The emails did exhibit one notable detection-evasion trick, Iyer explained.

“Near the top of the email, notice the ‘N0RT0N PR0TECTI0N’ with zeros instead of the letter O. This is a simple but effective technique used by attackers to slip past any deterministic filters or blocklists that check for brand names being impersonated,” he said.

Nobody Home

In both cases, the Armorblox research team called the number provided, from a disposable Google Voice endpoint, only to find that the scam numbers had been deactivated.

“The technique here matters as much as (if not more than) the outcome,” Iyer said. “If the number here was taken down, it’s very easy for the attackers to stand up another number and repeat the attack flow, because they know the email is getting past traditional email-security controls.”

He added that one social-engineering aspect that leads to success for this type of campaign is the context of the attacks.
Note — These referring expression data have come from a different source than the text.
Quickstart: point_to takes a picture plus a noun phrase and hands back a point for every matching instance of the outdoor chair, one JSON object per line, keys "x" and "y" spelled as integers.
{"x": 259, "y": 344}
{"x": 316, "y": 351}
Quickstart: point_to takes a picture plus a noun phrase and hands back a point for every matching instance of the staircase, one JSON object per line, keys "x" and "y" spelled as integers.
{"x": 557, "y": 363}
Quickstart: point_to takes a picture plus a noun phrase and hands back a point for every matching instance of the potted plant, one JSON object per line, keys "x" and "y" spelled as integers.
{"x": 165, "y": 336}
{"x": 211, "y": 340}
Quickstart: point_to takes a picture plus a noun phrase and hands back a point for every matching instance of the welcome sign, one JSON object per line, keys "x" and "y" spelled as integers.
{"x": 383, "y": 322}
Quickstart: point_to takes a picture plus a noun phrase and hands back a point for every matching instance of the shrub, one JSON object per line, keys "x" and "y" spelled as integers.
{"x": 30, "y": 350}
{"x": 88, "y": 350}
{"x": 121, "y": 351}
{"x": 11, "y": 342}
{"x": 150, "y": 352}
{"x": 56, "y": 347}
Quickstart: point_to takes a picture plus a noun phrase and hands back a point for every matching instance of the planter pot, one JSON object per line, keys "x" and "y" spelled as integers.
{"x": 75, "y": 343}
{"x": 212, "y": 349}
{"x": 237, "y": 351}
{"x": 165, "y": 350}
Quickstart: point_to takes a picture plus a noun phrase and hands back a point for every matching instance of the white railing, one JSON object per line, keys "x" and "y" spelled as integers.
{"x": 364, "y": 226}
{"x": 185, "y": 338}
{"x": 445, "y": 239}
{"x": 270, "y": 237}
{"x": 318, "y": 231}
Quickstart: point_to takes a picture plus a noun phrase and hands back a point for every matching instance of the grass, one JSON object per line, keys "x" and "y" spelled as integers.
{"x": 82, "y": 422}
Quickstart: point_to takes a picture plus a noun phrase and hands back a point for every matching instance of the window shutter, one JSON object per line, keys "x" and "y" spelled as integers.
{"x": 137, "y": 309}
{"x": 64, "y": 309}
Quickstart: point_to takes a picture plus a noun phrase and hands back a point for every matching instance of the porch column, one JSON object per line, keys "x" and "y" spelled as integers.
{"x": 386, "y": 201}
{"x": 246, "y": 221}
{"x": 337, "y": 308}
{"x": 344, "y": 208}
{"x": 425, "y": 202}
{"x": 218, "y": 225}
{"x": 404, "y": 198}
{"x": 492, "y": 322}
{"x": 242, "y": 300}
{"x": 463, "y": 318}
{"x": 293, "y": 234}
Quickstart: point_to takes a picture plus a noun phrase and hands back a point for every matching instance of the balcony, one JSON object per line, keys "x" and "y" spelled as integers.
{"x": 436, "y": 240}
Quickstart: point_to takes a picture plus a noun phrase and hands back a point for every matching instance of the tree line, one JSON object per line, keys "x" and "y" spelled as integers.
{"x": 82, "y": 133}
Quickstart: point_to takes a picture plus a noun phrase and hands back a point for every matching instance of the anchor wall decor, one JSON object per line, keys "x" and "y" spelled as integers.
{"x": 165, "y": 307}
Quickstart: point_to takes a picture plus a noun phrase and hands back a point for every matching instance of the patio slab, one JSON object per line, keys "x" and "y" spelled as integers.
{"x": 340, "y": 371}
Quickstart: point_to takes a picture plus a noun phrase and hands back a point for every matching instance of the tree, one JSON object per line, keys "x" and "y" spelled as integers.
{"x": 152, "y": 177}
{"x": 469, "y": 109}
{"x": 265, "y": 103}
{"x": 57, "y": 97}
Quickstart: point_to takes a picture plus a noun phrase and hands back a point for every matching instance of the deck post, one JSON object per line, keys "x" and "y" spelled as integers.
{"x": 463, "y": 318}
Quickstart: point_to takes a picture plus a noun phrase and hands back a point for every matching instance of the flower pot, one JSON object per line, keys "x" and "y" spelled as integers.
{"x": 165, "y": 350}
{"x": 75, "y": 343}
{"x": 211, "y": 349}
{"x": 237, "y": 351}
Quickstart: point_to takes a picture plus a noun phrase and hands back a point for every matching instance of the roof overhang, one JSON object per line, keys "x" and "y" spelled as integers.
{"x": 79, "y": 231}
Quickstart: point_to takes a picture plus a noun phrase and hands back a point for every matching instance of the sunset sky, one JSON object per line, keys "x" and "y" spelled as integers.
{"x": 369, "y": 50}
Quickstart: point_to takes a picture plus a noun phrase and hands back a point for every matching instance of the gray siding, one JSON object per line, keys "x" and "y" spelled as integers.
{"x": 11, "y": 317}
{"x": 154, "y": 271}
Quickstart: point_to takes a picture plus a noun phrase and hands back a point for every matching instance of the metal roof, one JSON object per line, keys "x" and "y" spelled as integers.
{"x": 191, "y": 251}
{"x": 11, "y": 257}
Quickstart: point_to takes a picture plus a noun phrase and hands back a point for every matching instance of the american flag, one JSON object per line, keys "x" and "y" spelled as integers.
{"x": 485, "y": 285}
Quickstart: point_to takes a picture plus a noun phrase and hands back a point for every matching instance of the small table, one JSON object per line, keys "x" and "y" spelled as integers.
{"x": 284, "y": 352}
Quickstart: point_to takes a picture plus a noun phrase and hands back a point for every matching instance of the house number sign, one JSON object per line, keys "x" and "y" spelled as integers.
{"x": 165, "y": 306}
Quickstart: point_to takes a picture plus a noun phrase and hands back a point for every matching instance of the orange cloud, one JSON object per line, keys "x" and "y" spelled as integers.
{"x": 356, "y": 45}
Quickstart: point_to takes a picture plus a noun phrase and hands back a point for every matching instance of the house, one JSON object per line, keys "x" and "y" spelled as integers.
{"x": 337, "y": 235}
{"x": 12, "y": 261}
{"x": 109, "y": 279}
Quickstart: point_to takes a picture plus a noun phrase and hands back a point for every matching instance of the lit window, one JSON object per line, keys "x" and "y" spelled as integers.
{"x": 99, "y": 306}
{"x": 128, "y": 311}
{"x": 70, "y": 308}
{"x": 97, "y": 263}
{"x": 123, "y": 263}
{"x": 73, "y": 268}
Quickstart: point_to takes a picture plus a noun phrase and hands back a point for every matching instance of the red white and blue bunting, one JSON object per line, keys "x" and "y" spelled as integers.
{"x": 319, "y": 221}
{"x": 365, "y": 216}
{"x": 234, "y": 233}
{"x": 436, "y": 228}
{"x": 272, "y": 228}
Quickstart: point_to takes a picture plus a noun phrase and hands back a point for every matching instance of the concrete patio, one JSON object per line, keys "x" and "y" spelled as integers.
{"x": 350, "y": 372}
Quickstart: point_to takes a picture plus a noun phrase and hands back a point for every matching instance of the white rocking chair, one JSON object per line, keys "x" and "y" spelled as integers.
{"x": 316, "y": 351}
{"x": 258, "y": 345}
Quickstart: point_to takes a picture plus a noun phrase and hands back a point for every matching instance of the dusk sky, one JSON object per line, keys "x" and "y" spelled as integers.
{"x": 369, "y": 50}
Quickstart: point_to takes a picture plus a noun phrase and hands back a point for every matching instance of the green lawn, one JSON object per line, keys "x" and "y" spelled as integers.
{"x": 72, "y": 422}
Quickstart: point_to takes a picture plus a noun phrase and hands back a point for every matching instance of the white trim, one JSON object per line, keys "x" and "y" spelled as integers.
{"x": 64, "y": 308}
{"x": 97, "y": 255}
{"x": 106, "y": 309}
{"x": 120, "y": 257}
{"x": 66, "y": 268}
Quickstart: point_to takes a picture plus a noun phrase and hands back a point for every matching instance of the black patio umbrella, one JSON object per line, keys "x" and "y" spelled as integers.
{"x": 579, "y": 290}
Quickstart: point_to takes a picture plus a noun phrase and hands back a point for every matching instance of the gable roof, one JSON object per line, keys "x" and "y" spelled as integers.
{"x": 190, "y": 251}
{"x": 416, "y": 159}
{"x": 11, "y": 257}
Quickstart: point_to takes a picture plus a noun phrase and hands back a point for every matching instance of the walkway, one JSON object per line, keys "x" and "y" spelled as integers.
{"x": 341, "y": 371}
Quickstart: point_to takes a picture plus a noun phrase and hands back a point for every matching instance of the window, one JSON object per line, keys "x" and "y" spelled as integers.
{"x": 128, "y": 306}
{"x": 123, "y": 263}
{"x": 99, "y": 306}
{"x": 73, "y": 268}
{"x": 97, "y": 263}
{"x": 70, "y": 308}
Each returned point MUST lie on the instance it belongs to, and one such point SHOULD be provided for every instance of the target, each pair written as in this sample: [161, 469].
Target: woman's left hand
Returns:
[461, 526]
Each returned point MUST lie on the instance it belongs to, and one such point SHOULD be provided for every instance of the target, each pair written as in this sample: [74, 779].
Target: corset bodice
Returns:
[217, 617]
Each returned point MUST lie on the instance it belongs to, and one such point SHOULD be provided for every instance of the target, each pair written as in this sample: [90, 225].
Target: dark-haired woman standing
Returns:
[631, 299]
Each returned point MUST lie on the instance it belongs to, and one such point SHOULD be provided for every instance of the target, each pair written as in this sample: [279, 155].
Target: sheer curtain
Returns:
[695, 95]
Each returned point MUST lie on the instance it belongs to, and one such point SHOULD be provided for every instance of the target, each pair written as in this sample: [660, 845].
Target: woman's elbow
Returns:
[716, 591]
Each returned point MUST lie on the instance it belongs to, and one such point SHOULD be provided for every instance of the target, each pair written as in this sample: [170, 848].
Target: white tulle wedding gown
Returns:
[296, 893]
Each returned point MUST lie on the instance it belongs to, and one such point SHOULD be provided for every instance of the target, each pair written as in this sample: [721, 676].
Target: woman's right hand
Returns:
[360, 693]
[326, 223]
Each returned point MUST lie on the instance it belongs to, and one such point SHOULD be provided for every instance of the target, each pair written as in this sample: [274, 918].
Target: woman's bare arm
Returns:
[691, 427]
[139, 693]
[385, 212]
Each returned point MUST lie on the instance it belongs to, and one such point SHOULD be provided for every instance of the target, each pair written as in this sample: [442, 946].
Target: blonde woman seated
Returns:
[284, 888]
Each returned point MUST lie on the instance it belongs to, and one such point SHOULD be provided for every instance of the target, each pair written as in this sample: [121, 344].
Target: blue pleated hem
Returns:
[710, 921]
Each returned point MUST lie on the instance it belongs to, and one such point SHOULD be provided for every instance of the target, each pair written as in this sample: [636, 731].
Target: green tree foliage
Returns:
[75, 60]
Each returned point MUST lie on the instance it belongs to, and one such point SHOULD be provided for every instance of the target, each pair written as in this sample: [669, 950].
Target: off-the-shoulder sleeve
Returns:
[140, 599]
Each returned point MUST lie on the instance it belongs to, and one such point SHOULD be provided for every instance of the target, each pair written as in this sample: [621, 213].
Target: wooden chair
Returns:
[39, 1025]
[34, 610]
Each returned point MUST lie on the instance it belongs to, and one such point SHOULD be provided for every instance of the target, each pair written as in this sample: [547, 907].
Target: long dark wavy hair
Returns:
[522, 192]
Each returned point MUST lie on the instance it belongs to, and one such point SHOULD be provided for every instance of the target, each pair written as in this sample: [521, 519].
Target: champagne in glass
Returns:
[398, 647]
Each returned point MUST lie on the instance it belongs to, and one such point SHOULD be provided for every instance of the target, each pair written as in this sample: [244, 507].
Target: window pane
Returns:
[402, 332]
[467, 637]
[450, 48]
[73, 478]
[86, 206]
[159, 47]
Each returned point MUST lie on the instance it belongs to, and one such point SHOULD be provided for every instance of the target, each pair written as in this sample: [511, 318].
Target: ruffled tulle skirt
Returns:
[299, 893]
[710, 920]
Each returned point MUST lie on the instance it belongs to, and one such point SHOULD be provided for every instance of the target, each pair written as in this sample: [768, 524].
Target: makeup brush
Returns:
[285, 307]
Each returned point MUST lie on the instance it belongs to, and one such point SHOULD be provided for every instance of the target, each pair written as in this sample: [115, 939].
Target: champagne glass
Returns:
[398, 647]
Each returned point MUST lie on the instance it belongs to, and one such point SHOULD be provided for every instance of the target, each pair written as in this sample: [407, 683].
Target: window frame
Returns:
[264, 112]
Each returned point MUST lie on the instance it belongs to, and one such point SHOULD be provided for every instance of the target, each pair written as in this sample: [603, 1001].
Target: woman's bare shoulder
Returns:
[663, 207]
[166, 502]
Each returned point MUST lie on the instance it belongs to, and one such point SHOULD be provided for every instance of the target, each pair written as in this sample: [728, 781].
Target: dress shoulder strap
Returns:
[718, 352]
They “replicate workflows that already exist in our daily lives (ordering subscriptions and services online),” he explained. “When we see emails we’ve already seen before, our brains tend to employ System 1 thinking and take quick action.”

How to Avoid Becoming a Vishing Victim

Vishing is certainly not new – last year for example, a similar campaign made the rounds with emails purporting to communicate about an Amazon delivery order. They included a phone number for the “Fraud Protection Team” to call in case the order was bogus.

“Vishing was used last year as part of the Twitter hack, where two eighteen-year-olds gained the confidence of two Twitter employees and got access to their systems to post fake tweets from various celebrities and convinced 120 people to give up $1,000 of bitcoin to receive $2,000,” said James McQuiggan, security awareness advocate at KnowBe4. “In this instance, it is apparent that it is a two-prong attack — the first being phishing and the second being vishing. Phishing is not always about clicking a link or opening an attachment, but getting the victim to take an action they might not otherwise take. The email appears believable, and they provide a phone number which continues the confidence or social engineering scam against the victim.”

However, vishing isn’t as well-known as phishing, nor as common. To protect oneself from these types of scams, organizations should not only augment native email security with additional controls, but also layer on additional employee training, especially when it comes to engaging with familiar-seeming emails in a rational and methodical manner.

“Subject the email to an eye test that includes inspecting the sender name, sender email address, language within the email and any logical inconsistencies within the email (e.g. Why is Geek Squad sending an email to my work account, why are none of the CTA buttons in the email working, etc.),” Iyer suggested.

If convinced the email may be legitimate, simply be suspicious when calling the number, and never give up credit-card details or other sensitive information over the phone, he added. It’s worth carrying out a second-channel effort and searching for a publicly available customer-service or billing number for the company in question.

“Users must educate themselves and remain aware of the latest scam emails and trust but verify when it comes to billing or information requests,” McQuiggan said. “Users should understand that they need to confirm information through the actual website and avoid utilizing the information within an email when prompted with an email.”